Генри казалось, что сейчас за ним наблюдает только россыпь звезд, которые появились на небе не одна за другой, а внезапно, все сразу, и, в общем-то, не слишком интересуются тем, догонит он Чэя или нет. Переверни он свою лодку и утони сам, они и в этом случае продолжали бы светить так же холодно и равнодушно. Мистер Цветастая Гавайка огорчился бы сильнее, поскольку, во-первых, потерял бы лодку с веслом, а во-вторых, людям, отдыхающим на живописных берегах лесных озер, не полагается в них тонуть. Беда не идет на пользу курортам и их владельцам.
Потом Генри все-таки стал грести отчаянно, потому что уже не видел впереди никаких всплесков – то ли из-за темноты, то ли из-за того, что никаких всплесков там больше не было. И в тишине под холодными звездами Чернуха гавкнула один раз; это было ясное, отчетливое «гав», полное тревоги, и этот негромкий звук словно заполнил собой все черное пространство над поверхностью озера – над той его частью, где, возможно, уже никто не плыл.
– Чэй! – крикнул Генри. – Чэй!
Он греб изо всей мочи.
– Чэй!
– Ау! – раздался голос чуть левее по курсу.
Чернуха гавкнула снова.
Генри налег на свое дурацкое куцее весло, разворачивая лодку влево. К Чэю. Который вдруг выбросил из тьмы усталую мокрую руку и уцепился за борт лодки. Через секунду его холодные пальцы чуть было не разжались, но Генри успел схватить его за запястье.
Чернуха делала все возможное, чтобы повернуться на узком носу. На мгновение лодка дала сильный крен, и Чернуха, испуганно тявкнув, тесно прижалась к задравшемуся борту.
Генри тоже откинулся назад.
– Залезай с кормы, – сказал он. Но Чэй не двинулся с места, и тогда Генри перетащил его вдоль борта за руку. Потом Чэй взялся за корму обеими руками и подтянулся – раз, другой… Когда ему удалось навалиться на борт грудью, Генри перегнулся через корму и затащил внутрь его ноги. После этого они некоторое время сидели в лодке, тяжело дыша. Чэй обхватил себя руками – в темноте Генри не видел, дрожит он или нет, но это было неважно, поскольку тут он все равно ничего не мог поделать.
Он велел Чэю пересесть на нос, что тот и сделал, протиснувшись мимо Генри к Чернухе, а потом Генри развернул лодку и поплыл обратно, пытаясь угадать, какая кучка огоньков на берегу принадлежит курорту «У Лесного озера», и в конечном счете просто выбрав одну наобум.
А Чэй сидел и смотрел вперед, прижав Чернуху к груди – наверное, чтобы согреться.

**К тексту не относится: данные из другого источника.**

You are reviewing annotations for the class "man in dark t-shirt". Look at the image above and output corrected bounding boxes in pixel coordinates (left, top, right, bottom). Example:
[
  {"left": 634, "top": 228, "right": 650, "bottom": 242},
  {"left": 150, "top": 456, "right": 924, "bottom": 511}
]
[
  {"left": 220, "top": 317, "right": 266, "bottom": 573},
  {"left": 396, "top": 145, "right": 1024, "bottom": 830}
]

Он обнял ее обеими руками.
Откуда-то донесся жутковатый и заунывный крик гагары, и леса вокруг озера ответили ему эхом. Он прозвучал снова, а потом наступила тишина – только лягушки-быки завели свой гулкий речитатив. Дул легкий, еле заметный ветерок. Тишина. Чуть слышно плещут о борта крошечные волны. Капает вода с дурацкого весла, когда Генри поднимает его после очередного гребка.
Генри почувствовал, что его пробирает дрожь.
Он услышал, как Чэй плачет.
А потом у Чэя вырвался стон – такой жутковатый и заунывный, какого еще никогда не издавала ни одна из гагар, обитающих на темных и холодных озерах всего мира.
За всю свою жизнь Генри ни разу не слышал звука, полного такой глубокой и бесконечной тоски. Даже в те ночи, когда плакала его мать.
Когда Чэй умолк, чтобы перевести дух, его стон еще долго гулял по озеру, а когда эхо наконец тоже смолкло, на воде осталась только тишина. Даже ветерок, и тот стих, и они сидели в лодке, которая как будто застыла на месте, и вода была такой неподвижной, что Генри мог сосчитать отраженные звезды, дрожащие в ее глубине. Ему хотелось протянуть руку и потрогать их, до того они казались близкими и реальными.
– Чэй, – сказал Генри. – Я идиот, что полез сегодня драться. То, что произошло… я знаю, это был несчастный случай. Может, все беды, какие бывают на свете, – это и есть несчастные случаи, и нет смысла никого винить. Когда обвинения кончаются, надо начинать жить заново.
В темноте Генри не столько увидел, сколько почувствовал, как Чэй обернулся к нему.
– Это твоя американская мудрость, которую ты даришь бедному иммигранту из Камбоджи? Каждая беда – несчастный случай? Надо жить заново?